Salvage divers also had to deal with other people’s mortality face to face and sometimes by touch alone if they dived without lights. The Staffordshire Advertiser of 12 March 1853 included a grim piece on the salvage of the Queen Victoria:
“The plate in the Queen Victoria’s cabin has been saved by a diver; but the man protests that nothing in the world should induce him to go down a second time, as the scene in the cabin was the most horrible he had ever witnessed. He thought that he had entered a wax work exhibition, the corpses never having moved from their position since the vessel went down. There were some eighteen or twenty persons in the cabin, one and all of whom appeared to be holding conversation with each other; and the general appearance of the whole scene was so lifelike that he was almost inclined to believe that some were yet living.”
The divers worked hard and deserved every penny they got.
[… The rescued emigrants managed to find oysters at the shoreline and source fresh water, but then assistance arrived in the form of islanders notified by Captain Sands and his crew of their plight, who brought fish, biscuits, and other necessary comforts.] The survivors now stranded on the island of Grand Bahama were lucky to have received any food at all from the inhabitants there. Their lot could have been far worse, as detailed in the Northern Star and Leeds General Advertiser of 1 May 1852. A Captain Gardiner, described as ‘a gentleman of fortune’, had vanished near the Falkland Islands having joined the Patagonian Missionary Society and ‘gone to some small barren islands off the Horn to enlighten the inhabitants, wild as they were’ and HMS Dido was instructed to search for him.
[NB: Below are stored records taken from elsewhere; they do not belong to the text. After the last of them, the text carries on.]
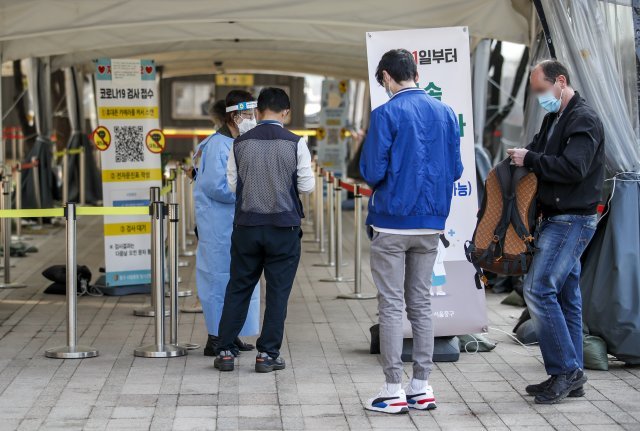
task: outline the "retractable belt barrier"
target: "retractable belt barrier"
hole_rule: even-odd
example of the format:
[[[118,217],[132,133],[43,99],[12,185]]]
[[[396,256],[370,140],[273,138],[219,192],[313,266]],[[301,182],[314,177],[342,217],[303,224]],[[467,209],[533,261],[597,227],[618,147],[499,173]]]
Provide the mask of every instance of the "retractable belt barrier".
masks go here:
[[[3,201],[10,202],[10,178],[2,181]],[[166,193],[171,192],[171,187],[166,189]],[[149,346],[143,346],[134,351],[135,356],[147,358],[167,358],[182,356],[187,353],[190,345],[182,346],[177,344],[178,339],[178,235],[177,222],[179,220],[179,205],[172,203],[165,205],[160,201],[160,189],[151,188],[151,204],[149,206],[133,207],[79,207],[73,202],[68,202],[64,208],[44,208],[44,209],[0,209],[0,218],[4,219],[4,229],[2,231],[5,245],[5,281],[9,271],[8,256],[11,241],[11,218],[18,217],[64,217],[66,219],[66,278],[67,278],[67,343],[64,346],[51,348],[45,351],[48,358],[57,359],[81,359],[98,356],[98,350],[91,346],[77,344],[77,243],[76,243],[76,219],[78,216],[106,216],[106,215],[148,215],[151,217],[151,284],[152,299],[155,317],[155,342]],[[2,205],[4,207],[4,204]],[[170,256],[170,340],[165,341],[164,319],[165,295],[164,295],[164,221],[168,216],[169,229],[169,256]],[[5,283],[6,284],[6,283]],[[2,285],[0,285],[2,286]],[[7,285],[9,287],[24,287],[18,285]]]
[[[315,205],[313,208],[313,224],[316,238],[309,242],[319,244],[319,250],[313,250],[315,253],[324,253],[325,239],[325,208],[327,208],[326,217],[328,219],[328,262],[317,264],[315,266],[332,267],[335,269],[335,275],[332,278],[321,279],[321,282],[354,282],[354,291],[348,294],[338,295],[341,299],[373,299],[375,295],[362,293],[362,199],[363,197],[371,197],[373,192],[371,189],[362,187],[359,184],[343,181],[335,177],[331,172],[325,170],[320,165],[315,166],[316,188],[314,190]],[[324,192],[326,187],[326,194]],[[342,275],[342,191],[352,192],[354,194],[354,277],[344,278]],[[326,202],[325,202],[326,201]]]

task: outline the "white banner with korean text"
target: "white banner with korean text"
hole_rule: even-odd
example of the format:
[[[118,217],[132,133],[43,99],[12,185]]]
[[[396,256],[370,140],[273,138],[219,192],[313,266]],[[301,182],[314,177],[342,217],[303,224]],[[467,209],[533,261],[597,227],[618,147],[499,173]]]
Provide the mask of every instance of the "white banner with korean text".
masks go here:
[[[464,254],[464,243],[473,235],[478,212],[468,29],[369,32],[366,42],[372,109],[389,100],[375,79],[382,55],[403,48],[413,54],[418,66],[418,87],[449,105],[458,116],[464,173],[454,184],[451,214],[438,248],[431,306],[436,336],[486,331],[484,290],[476,288],[474,268]],[[405,334],[410,334],[406,319]]]
[[[99,127],[93,140],[101,151],[105,206],[149,205],[149,188],[162,185],[158,86],[152,60],[96,61]],[[151,282],[151,223],[148,216],[105,216],[105,284]]]

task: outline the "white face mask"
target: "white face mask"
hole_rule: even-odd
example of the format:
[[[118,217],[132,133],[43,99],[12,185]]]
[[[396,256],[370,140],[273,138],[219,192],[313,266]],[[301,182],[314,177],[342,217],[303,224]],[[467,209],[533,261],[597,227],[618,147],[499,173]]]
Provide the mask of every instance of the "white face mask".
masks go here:
[[[387,84],[384,83],[384,91],[387,93],[387,96],[389,96],[389,99],[391,99],[393,97],[393,91],[391,91],[391,84],[389,84],[389,86],[387,87]]]
[[[249,130],[253,129],[257,125],[258,125],[258,122],[256,121],[255,118],[252,118],[250,120],[243,118],[240,124],[236,123],[236,126],[238,126],[238,132],[240,132],[241,135],[244,133],[247,133]]]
They were horrified by what they found.
“I beheld a sight, the which I trust I shall never witness again. Strewed in different parts of the beach were Capt. G. and two of his party. The first we saw was Capt. G. in a state of decomposition. We supposed it to be him, by there being a watch hanging to his skeleton form; and some distance from him there was another. We proceeded some distance to a cave with a lantern; when we entered there was a deadly smell at the end of the cave, where we found the remains of the others. There were furniture and cooking utensils, as though they had lived there some time. The boats’ crews were allowed to have the clothes, &c., as they found a large chest, containing books and clothing and on the lid of it was nailed his will, stating that the first ship that found them should have them. We buried them with the honours of war. And cut on the wall was this inscription – ‘Proceed on the beach about a mile-and-ahalf; you will find three more; do not delay, for we are starving.’ We made the best of haste and found them dead. It appeared they had been shunned by the natives and had starved to death.”
Considering how little the islanders had and how much they shared with the survivors of the William and Mary, their generosity towards this huge group of complete strangers is striking and commendable.